第十一話 初めての魔物戦
ゴブリンの殺害現場で行なわれていた座学の野外授業の間も、俺は五つの気配が近付いていることに気が付いていた。
姉ちゃんは気付いてない……ようだな。もう少しだけ待ってみるか。
五つの気配はまだ若干遠く、エルフィではまだ感知できないであろうと思い、俺はもう暫く様子を見ることにした。
それから暫しの後、クーノが移動を促すとマーヤが口を開いた。
「リーダー、後ろから、何か来てる……気がする」
覇気が無いのが特徴のマーヤは、似たような特徴のエドワルダと同じように、魔法も使っていないのに気配を察知することができるのを俺は知っている。所謂『野生の勘』だ。
姉ちゃんも探知魔法で気配を察知するのなら流石にわかっただろうけど、慣れない魔力探知では気付けなかったか。
エルフィに関してはまだ不慣れなので仕方ないと思いつつ、魔物に対してもマーヤの索敵能力が通用することを俺は密かに喜んだ。
「ゴブリンが来てるね。数はわかるかマーヤ」
「う~ん……、多分だけど五」
「了解」
そう、俺は当初から察知していた気配がゴブリンのものであることを”今”はわかっていた。それは、ゴブリンを一度この目で確認したからに他ならない。
原理はわからないが、俺の探知魔法は目にしたことのない生物の気配は単に気配としてしか感じられないが、一度目にした種族であれば同個体でなくても何の種族かは判別できるのだ。
そんなインチキくさい魔法を使っているわけでもないマーヤの不思議能力も大したもので、何気にしっかりとゴブリンの数を言い当てていた。
「教官、マーヤが後方からくる何かを察知したようです」
「ん? ……確かに、何か感じるな。もう少し待って数と種族を確認したい」
「了解しました」
俺はシュヴァーンのメンバーを集め、早々に作戦会議を始めた。
「後方からゴブリンがきている。数は五体だ。こちらが風上でゴブリンは俺達の存在に気付いていると思った方が良いだろう」
「何処かに待ち伏せして奇襲とかは無理っすかね?」
「ゴブリンの嗅覚がどれ程のものかわからないが、臭いでバレることを想定しておいた方が良いだろうな」
「それなら正面突破かなー?」
「それは無い」
一応は作戦らしきものを提案してくるヨルクと違い、ミリィは何の捻りもない短絡的な事を口にしてきた。
「まぁ、ここに向かってきているのは、ゴブリン側からしたら俺達に気付かれていないと思っての行動だろう。

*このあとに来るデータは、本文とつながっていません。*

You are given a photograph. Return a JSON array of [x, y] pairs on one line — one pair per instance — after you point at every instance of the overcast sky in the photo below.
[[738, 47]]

それなら、奇襲とまではいかなくても先制攻撃はできる。先ずは姉ちゃんとマーヤの弓矢で攻撃」
「わかったわ」
「了承」
二人とも好戦的な目をしてるな。
「その後は俺とヨルクが飛び出す。ミリィはヨルクの背後を遅れずに追走。イルザは慌てなくていいから確実に俺の後を追ってきて、隙があればメイスを叩き込む。まぁ、いつもとあまり変わらないな」
「了解っす」
「ほいほーい」
「頑張りますぅ」
ヨルクは緊張が解けたようだな。ミリィは通常運転、イルザは若干緊張してるっぽいけど大丈夫そうだな。
今回は獲物の背後からの攻撃ではないが、一度動き出してしまえばいつもやっていることとほぼ同じだ。ゴブリンが最弱の魔物と侮ったりはしていないが、それでも大きなクマを相手にするより危険は少ないだろう。いつもどおりやるだけだ。
これが、ベテランパーティが戦闘をする前であれば、皆は緊張でいつもどおりの動きができなかったかもしれない。しかし、無残にやられるゴブリンを目の当たりにした今、皆の緊張は大分薄れている。
むしろ、俺が人型のゴブリンを躊躇なく仕留められるかだな。気持ちとしてはさっきの切り替えでやれると思っているけど、身体がしっかり動いてくれるか些か心配ではあるな。……って、また感情を揺らしてどうする! ゴブリンは魔物。魔物は倒すべき存在!
うん、いける。大丈夫だ。
俺がそんな情けないことを再び考えていると、「ゴブリンが五体だな。いけるか?」とクーノに問われ、俺は間髪入れずに戦うことを宣言した。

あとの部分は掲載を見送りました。